外ではクールな弁護士も家では新妻といちゃいちゃしたい
そして、その事実よりもさらに深読みしたところで、私は不安に駆られる。


「そ、奏介!」


奏介の両手をガシッと掴み、その顔を覗き込んだ。


「だったら、奏介もなにか危険な目に遭ってるんじゃ!?」


彼は一瞬瞳を揺らし、私から焦点を外して、避けてしまう。
それでもぐぐっとにじり寄ると、奏介は目を伏せ、短く浅い息を吐いた。


「それは大丈夫だ。今のところ、俺にも実害はない」


そう言われても、歯切れ悪い口調だから、不安は消せない。


「守秘義務……はわかった。でも、本当に奏介は大丈夫なんだよね!?」


気が急いて声を上擦らせながら畳みかけると、奏介もしっかりと頷いてくれた。


「七瀬、申し訳ない。
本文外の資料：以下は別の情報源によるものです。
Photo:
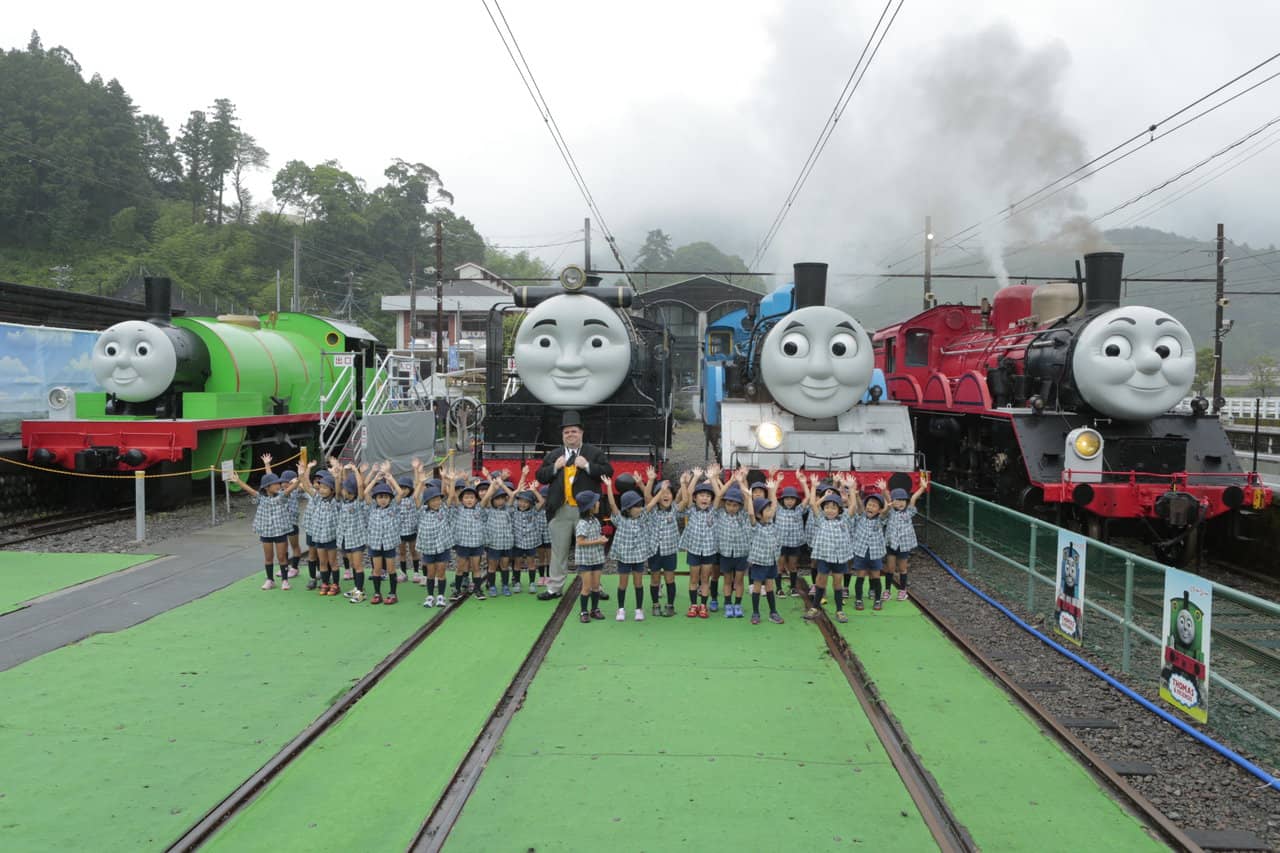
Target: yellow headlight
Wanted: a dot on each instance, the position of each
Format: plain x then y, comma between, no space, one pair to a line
1088,443
769,436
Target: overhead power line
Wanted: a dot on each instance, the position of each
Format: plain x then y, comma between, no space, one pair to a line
526,76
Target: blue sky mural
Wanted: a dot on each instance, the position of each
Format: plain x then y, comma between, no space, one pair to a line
33,360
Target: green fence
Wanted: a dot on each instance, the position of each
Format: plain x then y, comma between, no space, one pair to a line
1011,556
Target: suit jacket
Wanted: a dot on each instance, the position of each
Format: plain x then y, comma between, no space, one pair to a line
585,480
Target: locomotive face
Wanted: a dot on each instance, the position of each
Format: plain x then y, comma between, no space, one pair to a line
817,361
572,350
135,361
1133,363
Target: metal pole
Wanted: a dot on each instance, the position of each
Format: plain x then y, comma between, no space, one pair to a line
928,261
140,506
1128,614
1219,304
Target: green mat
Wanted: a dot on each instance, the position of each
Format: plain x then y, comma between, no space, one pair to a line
123,740
400,746
28,574
689,734
1008,783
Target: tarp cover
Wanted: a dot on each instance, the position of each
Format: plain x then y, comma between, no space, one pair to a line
400,437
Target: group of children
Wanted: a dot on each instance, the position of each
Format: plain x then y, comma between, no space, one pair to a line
732,532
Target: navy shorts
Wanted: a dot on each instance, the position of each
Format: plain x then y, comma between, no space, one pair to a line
830,568
662,562
868,564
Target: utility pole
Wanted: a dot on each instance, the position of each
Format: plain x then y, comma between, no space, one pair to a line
439,296
1219,304
928,261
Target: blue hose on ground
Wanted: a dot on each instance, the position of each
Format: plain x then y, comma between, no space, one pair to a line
1226,752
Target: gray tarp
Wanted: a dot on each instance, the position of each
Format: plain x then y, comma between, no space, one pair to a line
400,437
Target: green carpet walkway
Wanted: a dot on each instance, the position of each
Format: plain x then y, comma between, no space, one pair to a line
123,740
27,574
368,783
1008,783
689,734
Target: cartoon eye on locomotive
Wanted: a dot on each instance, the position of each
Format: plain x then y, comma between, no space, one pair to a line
1184,652
576,347
184,393
1056,398
792,384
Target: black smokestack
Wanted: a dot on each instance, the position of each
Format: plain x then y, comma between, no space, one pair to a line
159,292
1102,281
810,286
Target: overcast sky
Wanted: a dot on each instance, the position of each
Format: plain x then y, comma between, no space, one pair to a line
695,117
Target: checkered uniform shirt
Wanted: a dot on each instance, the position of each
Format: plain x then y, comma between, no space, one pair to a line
352,524
321,519
766,547
408,515
272,518
899,530
732,533
525,528
699,536
498,529
588,555
384,527
663,530
832,539
467,525
434,533
868,536
630,538
790,524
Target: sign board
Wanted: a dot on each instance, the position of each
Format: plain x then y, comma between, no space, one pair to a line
1184,653
1069,601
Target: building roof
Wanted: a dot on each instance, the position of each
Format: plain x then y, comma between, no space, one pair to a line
700,292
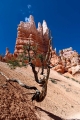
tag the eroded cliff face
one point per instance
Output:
(68, 60)
(39, 36)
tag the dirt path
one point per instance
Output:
(63, 96)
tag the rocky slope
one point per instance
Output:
(62, 100)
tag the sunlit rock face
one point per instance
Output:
(39, 36)
(72, 60)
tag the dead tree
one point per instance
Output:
(38, 96)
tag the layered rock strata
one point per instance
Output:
(40, 36)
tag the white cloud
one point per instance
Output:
(26, 19)
(29, 6)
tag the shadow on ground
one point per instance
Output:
(49, 114)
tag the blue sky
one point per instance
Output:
(62, 17)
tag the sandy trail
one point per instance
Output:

この件は、早速明日にでも詳しい調査をさせる。君にこれ以上の迷惑や危害を与えさせたりしない」


力強い声と言葉。
私は無条件でホッとして、表情を和らげた。


「うん。わかった」


そう言って、大きく首を縦に振ってみせた。


ところが――。
その翌々日。週末を迎える金曜日。
藤悟さんにお稽古してもらうために、仕事帰りに奏介の実家に向かっている途中、私はスマホを手に絶句した。


『七瀬、すまない。今日からしばらくの間、俺の実家に帰ってくれ。親父とお袋には、俺から連絡してある』


LINEメッセージには、そう記載されていた。